Der bosnische Regisseur Oliver Frljic probt derzeit im Münchner Residenztheater an dem Stück "Balkan macht frei". Im Deutschlandradio Kultur sprach er auch über den provokanten Titel. Er erinnert an die Parole "Arbeit macht frei" der Nationalsozialisten, angebracht an den Toren von Konzentrationslagern.
"Den Titel hat meine Dramaturgin gewählt. Und ich finde ihn gut. Weil er das Unwissen über den neuen Kontext, in dem man sich befindet, ausdrückt. Das wird in der Inszenierung auch kommentiert. Und es gibt einen weiteren Zusammenhang: Im letzten Krieg gab es in Bosnien viele Konzentrationslager. Das zeigt, dass wir zivilisatorisch noch nicht über diesen Ausnahmezustand hinweg sind."
Die Inszenierung von "Balkan macht frei" spiegele auch seine physische und psychische Situation, sagte Frljic. Mit seiner Arbeit versuche er, aus dieser Situation zu fliehen.
Die schlimmsten Stereotypen über den Balkan
In Europa gebe es heute ein "Kolonialverhältnis" gegenüber den Ländern Südosteuropas, kritisierte der Regisseur:
"In der Inszenierung habe ich versucht, eine Art Auto-Stereotypisierung zu machen, indem ich die schlimmsten Stereotypen über den Balkan betont habe. Und durch diese Betonung wollte ich gerade diese Stereotypen dekonstruieren."

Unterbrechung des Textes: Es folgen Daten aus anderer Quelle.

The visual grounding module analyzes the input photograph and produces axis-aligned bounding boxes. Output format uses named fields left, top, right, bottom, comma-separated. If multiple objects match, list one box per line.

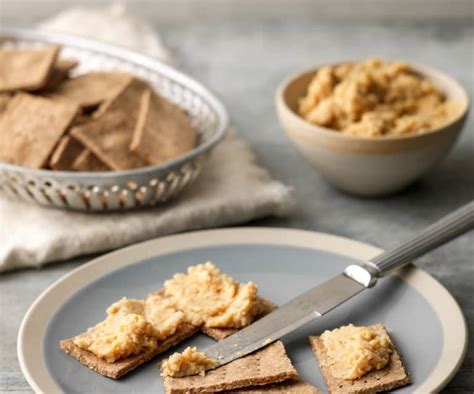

"Balkan macht frei" wird am 22. Mai uraufgeführt und thematisiert die Armutsmigration vieler Osteuropäer in westliche Staaten. Das Stück handelt aber auch von Frljic' Erfahrungen als ausländischer Regisseur an einem deutschen Stadttheater und den Vorurteilen, denen er als Osteuropäer begegnet ist. Auf der anderen Seite hinterfragt Frljic seine eigene Einstellung zu Deutschland, sein Wissen über dieses Land.